Last Sunday, The Courant published an opinion piece by Ruth Fortune, the first of several Democrat to announce she would challenge U.S. Rep. John Larson for the 2026 Democratic nomination in the first congressional district. Two others, former Hartford mayor Luke Bronin and state Representative Jillian Gilchrest, D-West Hartford, remain in the contest with Larson and Fortune.
Fortune, who came to the United States from Haiti as a child, wrote of her determination to strike down “systemic barriers” in education, housing and healthcare as a member of Congress. The campaign will allow the Hartford Democrat and the others to test their ideas before Democratic activists and, maybe, party members in an August primary. I included that maybe because Connecticut continues to be home to some of the most restrictive ballot access laws in the nation.

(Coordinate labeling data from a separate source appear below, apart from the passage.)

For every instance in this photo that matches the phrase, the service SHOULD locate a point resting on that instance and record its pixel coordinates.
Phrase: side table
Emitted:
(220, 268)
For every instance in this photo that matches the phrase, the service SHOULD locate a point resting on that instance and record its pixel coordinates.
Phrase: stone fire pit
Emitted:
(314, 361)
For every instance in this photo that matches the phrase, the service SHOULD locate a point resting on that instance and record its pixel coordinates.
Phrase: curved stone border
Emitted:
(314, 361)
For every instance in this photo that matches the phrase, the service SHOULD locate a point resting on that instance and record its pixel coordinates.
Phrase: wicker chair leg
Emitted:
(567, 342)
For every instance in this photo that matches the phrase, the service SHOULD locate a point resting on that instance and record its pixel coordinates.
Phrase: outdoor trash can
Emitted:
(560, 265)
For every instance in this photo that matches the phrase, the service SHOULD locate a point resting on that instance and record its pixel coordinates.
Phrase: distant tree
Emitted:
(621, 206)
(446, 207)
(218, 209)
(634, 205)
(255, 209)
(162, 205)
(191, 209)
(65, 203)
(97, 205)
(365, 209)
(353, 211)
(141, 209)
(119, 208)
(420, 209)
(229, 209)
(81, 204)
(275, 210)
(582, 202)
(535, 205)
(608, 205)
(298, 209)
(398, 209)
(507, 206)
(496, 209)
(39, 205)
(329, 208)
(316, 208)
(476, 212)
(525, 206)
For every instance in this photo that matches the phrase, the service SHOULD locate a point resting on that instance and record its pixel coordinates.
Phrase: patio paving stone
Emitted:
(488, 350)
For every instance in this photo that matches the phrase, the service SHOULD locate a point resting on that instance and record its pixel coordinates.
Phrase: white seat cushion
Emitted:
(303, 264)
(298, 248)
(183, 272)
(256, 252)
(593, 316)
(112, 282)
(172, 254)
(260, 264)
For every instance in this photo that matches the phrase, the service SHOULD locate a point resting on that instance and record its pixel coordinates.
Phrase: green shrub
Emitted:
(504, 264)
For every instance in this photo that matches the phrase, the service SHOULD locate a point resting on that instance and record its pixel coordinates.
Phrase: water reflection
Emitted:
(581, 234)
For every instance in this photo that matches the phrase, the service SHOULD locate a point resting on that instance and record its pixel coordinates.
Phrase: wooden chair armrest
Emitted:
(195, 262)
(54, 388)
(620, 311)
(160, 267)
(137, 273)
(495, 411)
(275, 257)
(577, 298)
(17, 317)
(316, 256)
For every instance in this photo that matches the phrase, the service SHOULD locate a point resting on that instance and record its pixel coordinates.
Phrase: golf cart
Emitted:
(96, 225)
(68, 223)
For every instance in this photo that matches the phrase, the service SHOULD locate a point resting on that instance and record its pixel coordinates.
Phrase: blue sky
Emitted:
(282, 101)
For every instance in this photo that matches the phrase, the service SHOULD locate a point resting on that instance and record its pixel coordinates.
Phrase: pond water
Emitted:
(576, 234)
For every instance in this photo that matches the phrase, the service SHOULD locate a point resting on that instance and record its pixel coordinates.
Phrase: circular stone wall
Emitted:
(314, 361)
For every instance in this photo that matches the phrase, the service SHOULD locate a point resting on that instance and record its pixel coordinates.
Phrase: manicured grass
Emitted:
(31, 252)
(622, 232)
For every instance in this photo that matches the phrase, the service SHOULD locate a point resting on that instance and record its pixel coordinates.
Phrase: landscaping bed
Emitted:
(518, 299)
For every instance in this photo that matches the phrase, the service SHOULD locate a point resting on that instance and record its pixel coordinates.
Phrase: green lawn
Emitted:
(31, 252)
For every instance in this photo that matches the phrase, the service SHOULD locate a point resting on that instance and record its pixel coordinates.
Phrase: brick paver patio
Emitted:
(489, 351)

To get on the primary ballot, Fortune will need the votes of 15% of the delegates on one ballot at the May party nominating convention. If she does not reach that magic mark, Fortune will need to collect thousands of signatures from registered Democrats in the 27-town district, an expensive and time-consuming task.
The state has been holding primaries since 1970. In more than 50 years, no incumbent member of the House has faced one. In most states, a primary challenge to an incumbent is a routine part of democracy. Legislators could reduce the barriers to ballot access in its session that begins in February. They could lower the delegate support threshold to 5% and the number of signatures to 500.
Those two changes would broaden political competition to levels that are ordinary in most states, strengthening our democracy, even if many in power would see it as disruptive.